Another oft-quoted Cassidy gem is the word scam, which Cassidy linked to the phrase is cam é or ’s cam é, meaning ‘it’s crooked’. This is a slightly odd phrase, though it is possible that someone would say it. The problem with this is that it is a phrase. Why would someone who was bilingual in Irish and English use a phrase rather than a word like caimiléireacht (which means fraud or deception)? So a bilingual person saying ‘It’s a ’s cam’ is really saying ‘It’s a it’s crooked’. Highly unlikely.
Back in the real world, scam probably comes from the Spanish escamotear, which is defined as:
to palm, to conceal; to lift, to swipe; to cover up.
Here’s a definition in Spanish from wordreference.com. The second example essentially means ‘they stole a thousand pesetas from me in front of everybody.’
1.tr. Hacer desaparecer algo mediante un hábil juego de manos de manera que los presentes no se den cuenta:
el mago escamoteó un par de palomas y un conejo.

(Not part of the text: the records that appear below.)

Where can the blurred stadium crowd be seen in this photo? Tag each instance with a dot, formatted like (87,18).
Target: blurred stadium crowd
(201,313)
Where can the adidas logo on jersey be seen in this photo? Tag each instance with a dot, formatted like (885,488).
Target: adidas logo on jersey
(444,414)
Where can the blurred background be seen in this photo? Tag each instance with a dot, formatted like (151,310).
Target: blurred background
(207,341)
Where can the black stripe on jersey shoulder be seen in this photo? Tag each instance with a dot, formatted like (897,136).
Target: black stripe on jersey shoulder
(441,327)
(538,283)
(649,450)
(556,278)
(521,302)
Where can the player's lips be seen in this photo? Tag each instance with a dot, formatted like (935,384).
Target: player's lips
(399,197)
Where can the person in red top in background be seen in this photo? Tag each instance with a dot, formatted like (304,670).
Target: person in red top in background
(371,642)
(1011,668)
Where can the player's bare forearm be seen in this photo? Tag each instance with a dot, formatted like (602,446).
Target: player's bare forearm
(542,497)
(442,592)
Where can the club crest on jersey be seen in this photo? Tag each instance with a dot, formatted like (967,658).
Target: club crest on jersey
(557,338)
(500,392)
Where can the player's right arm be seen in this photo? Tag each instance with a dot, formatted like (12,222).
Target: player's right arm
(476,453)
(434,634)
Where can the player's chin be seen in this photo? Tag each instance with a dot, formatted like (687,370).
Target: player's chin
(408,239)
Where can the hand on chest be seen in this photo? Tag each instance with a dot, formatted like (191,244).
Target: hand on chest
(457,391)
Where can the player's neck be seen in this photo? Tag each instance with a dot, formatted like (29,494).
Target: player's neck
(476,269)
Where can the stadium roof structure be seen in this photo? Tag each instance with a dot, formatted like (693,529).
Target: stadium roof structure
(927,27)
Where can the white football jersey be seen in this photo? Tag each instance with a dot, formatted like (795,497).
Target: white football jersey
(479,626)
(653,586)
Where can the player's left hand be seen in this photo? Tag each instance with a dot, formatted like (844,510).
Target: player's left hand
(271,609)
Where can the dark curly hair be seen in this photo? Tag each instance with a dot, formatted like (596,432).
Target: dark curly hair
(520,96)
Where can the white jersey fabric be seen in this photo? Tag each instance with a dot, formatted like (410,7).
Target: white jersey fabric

2. Robar o quitar algo con agilidad y astucia:
me han escamoteado mil pesetas delante de todo el mundo.
3. Eludir, evitar, suprimir intencionadamente:
cuando habla de su marido no escamotea elogios.
This is a much more likely candidate, as the meaning is exactly right and you don’t have to put two words together in order to make up a suitable phrase. All the letters are there in escamotear!